Zum bürgerlich-zivilen Widerstand des Kreisauer Kreis gehörten auch die Sozialdemokraten Carlo Mierendorff, Adolf Reichwein und Julius Leber, der Jesuitenpater Alfred Delp, der Diplomat Adam von Trott zu Solz und der evangelische Theologe und spätere Bundestagspräsident Eugen Gerstenmaier. Insgesamt umfasste die Gruppe rund 20 Personen und ebenso viele Sympathisanten und Mitwisser. Sie hofften auf einen Staatsstreich des Militärs oder fassten bereits die Niederlage Deutschlands im Krieg ins Auge. Einige Mitglieder wie Moltke lehnten ein Attentat auf Hitler ab. Andere unterhielten Verbindungen zur Widerstandsgruppe des 20. Juli um Claus Schenk Graf von Stauffenberg (1907-1944).

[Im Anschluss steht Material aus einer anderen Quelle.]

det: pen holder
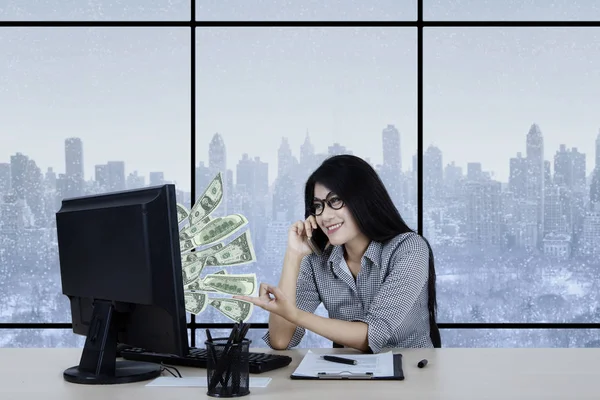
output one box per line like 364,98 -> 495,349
204,338 -> 252,397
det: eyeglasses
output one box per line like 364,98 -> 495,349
310,196 -> 344,216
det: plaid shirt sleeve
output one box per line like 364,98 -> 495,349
263,254 -> 321,349
361,234 -> 429,353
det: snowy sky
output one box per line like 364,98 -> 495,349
0,0 -> 600,190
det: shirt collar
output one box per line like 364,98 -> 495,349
327,240 -> 383,267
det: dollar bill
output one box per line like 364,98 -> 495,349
208,298 -> 254,322
179,217 -> 212,242
206,231 -> 256,267
190,172 -> 223,225
183,278 -> 217,293
183,269 -> 227,293
183,291 -> 208,315
203,274 -> 257,296
177,204 -> 190,224
182,259 -> 206,287
181,243 -> 223,267
180,214 -> 248,253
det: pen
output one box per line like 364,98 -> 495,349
323,356 -> 356,365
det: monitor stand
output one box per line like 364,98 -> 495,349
63,300 -> 161,385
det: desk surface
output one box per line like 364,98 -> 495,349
0,348 -> 600,400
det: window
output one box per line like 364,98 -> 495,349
196,28 -> 416,346
0,0 -> 600,347
0,27 -> 191,345
424,28 -> 600,334
0,0 -> 192,21
423,0 -> 600,21
196,0 -> 417,21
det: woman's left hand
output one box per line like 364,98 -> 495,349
233,283 -> 298,322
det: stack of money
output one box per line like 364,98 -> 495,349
177,172 -> 258,322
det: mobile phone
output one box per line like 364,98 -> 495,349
306,238 -> 323,256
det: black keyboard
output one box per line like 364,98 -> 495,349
118,347 -> 292,374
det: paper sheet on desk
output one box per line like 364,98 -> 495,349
146,376 -> 271,388
293,350 -> 394,377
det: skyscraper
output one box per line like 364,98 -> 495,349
525,124 -> 545,246
65,138 -> 84,197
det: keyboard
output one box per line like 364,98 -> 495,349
117,347 -> 292,374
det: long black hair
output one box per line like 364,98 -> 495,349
304,154 -> 441,347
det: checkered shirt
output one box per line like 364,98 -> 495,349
263,232 -> 433,353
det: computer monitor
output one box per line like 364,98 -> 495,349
56,185 -> 189,384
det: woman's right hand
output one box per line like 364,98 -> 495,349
288,215 -> 318,256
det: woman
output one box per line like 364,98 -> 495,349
236,155 -> 441,353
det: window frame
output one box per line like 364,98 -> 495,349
0,0 -> 600,346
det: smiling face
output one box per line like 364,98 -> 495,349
313,183 -> 364,246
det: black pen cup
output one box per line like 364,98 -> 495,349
204,338 -> 252,397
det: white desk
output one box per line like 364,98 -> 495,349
0,348 -> 600,400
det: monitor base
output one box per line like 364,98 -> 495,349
63,360 -> 161,385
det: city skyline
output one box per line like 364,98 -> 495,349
0,124 -> 600,195
0,28 -> 600,186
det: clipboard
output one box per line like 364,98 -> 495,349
290,353 -> 404,381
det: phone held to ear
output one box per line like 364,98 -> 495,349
306,238 -> 323,256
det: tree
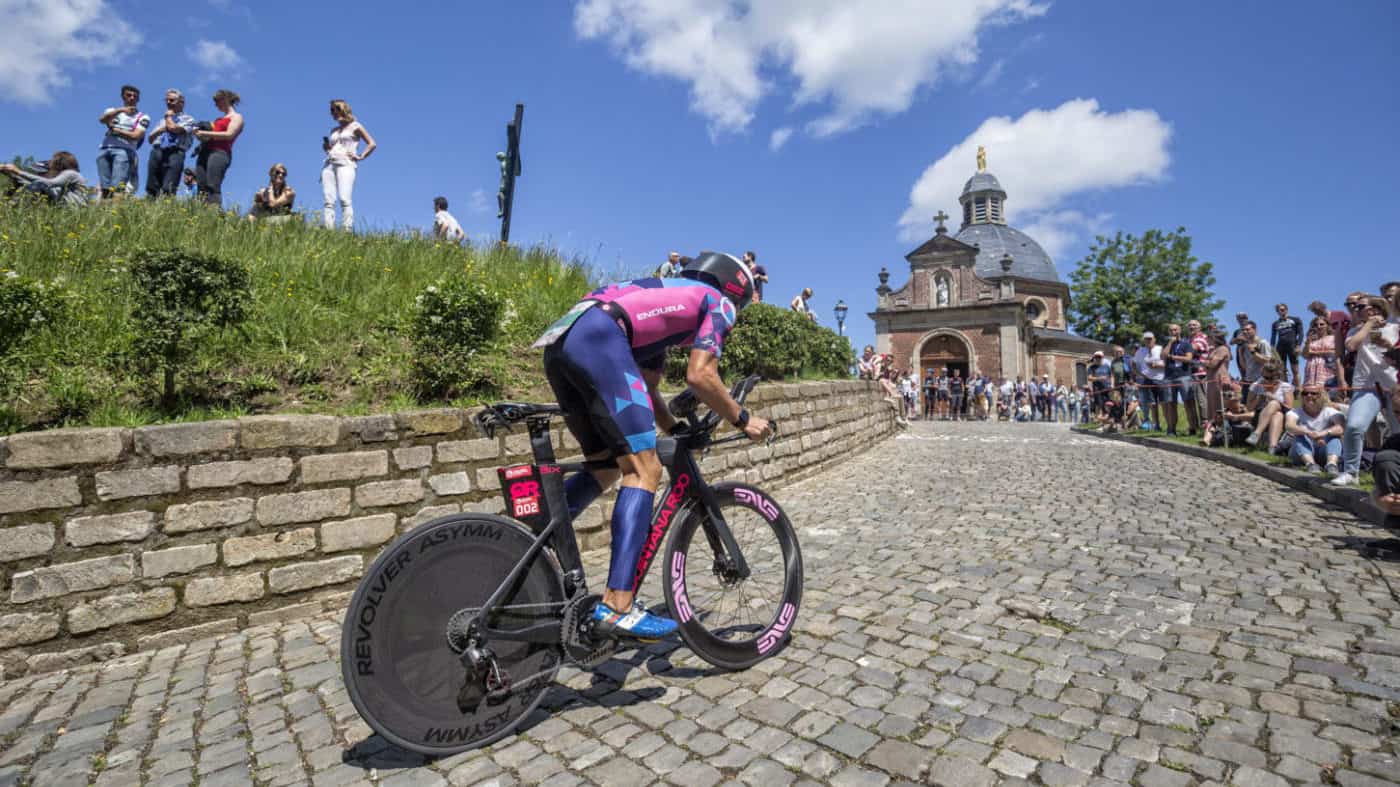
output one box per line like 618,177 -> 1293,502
1070,227 -> 1225,344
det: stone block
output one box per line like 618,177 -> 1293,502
185,457 -> 291,489
141,543 -> 218,580
267,555 -> 364,594
0,476 -> 83,514
6,429 -> 126,471
340,416 -> 399,443
69,588 -> 175,634
301,451 -> 389,483
403,503 -> 462,532
256,482 -> 352,525
428,472 -> 472,494
395,408 -> 462,434
437,437 -> 501,464
321,514 -> 399,552
0,612 -> 60,648
393,445 -> 433,471
133,422 -> 238,457
161,497 -> 253,534
97,465 -> 179,500
63,511 -> 155,546
355,479 -> 423,513
185,571 -> 267,606
224,528 -> 316,566
10,555 -> 136,604
238,416 -> 340,451
0,524 -> 55,563
136,618 -> 238,651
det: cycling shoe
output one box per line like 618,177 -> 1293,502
592,601 -> 676,641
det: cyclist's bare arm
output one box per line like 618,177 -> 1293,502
686,350 -> 773,440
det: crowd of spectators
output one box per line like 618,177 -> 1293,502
0,84 -> 400,237
1089,281 -> 1400,498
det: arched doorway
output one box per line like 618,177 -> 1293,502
918,333 -> 972,379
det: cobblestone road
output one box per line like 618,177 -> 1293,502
0,423 -> 1400,787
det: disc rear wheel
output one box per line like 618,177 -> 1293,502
340,514 -> 564,756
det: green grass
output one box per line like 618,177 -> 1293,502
0,194 -> 595,434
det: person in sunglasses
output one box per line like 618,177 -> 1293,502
1331,294 -> 1400,486
1284,384 -> 1347,467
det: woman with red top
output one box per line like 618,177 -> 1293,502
195,90 -> 244,206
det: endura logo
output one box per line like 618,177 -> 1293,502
636,304 -> 686,319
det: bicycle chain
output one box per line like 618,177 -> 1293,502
560,594 -> 617,669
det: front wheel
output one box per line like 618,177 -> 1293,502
340,514 -> 564,756
664,483 -> 802,669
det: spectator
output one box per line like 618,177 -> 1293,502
1331,294 -> 1400,486
1268,304 -> 1303,386
1201,383 -> 1254,447
248,164 -> 297,224
0,150 -> 87,206
195,90 -> 244,207
948,368 -> 966,422
1162,323 -> 1200,437
1236,319 -> 1274,391
1284,385 -> 1347,476
857,344 -> 879,379
790,287 -> 816,316
321,98 -> 378,230
433,196 -> 464,240
657,252 -> 680,279
146,88 -> 196,199
97,84 -> 151,199
1133,330 -> 1166,429
1303,310 -> 1337,388
1245,361 -> 1294,454
743,252 -> 769,304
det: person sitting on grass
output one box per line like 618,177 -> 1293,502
1284,385 -> 1347,467
0,150 -> 87,206
1245,361 -> 1294,454
1201,384 -> 1254,448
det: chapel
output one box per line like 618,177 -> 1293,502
869,147 -> 1107,385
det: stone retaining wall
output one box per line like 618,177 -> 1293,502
0,381 -> 895,676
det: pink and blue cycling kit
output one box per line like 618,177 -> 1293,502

Von 1941 bis 1943 kam der Kreisauer Kreis zu drei zentralen Tagungen auf Gut Kreisau zusammen. Seine Grundideen waren ein Ende nationaler Machtpolitik, ein geeintes Europa, Grundrechte für jeden Einzelnen und eine Neubegründung der Moral im Geiste des Christentums. Eine enge Verbindung von Staat und Kirche war Teil der Pläne. Nach der Verhaftung Moltkes im Januar 1944 löste sich die Gruppe praktisch auf. Einige ihrer Mitglieder wie Yorck, Wartenburg, Trott zu Solz, Leber und Delp wurden vom NS-Volksgerichtshof zum Tode verurteilt. Andere kamen mit dem Leben davon oder blieben unentdeckt.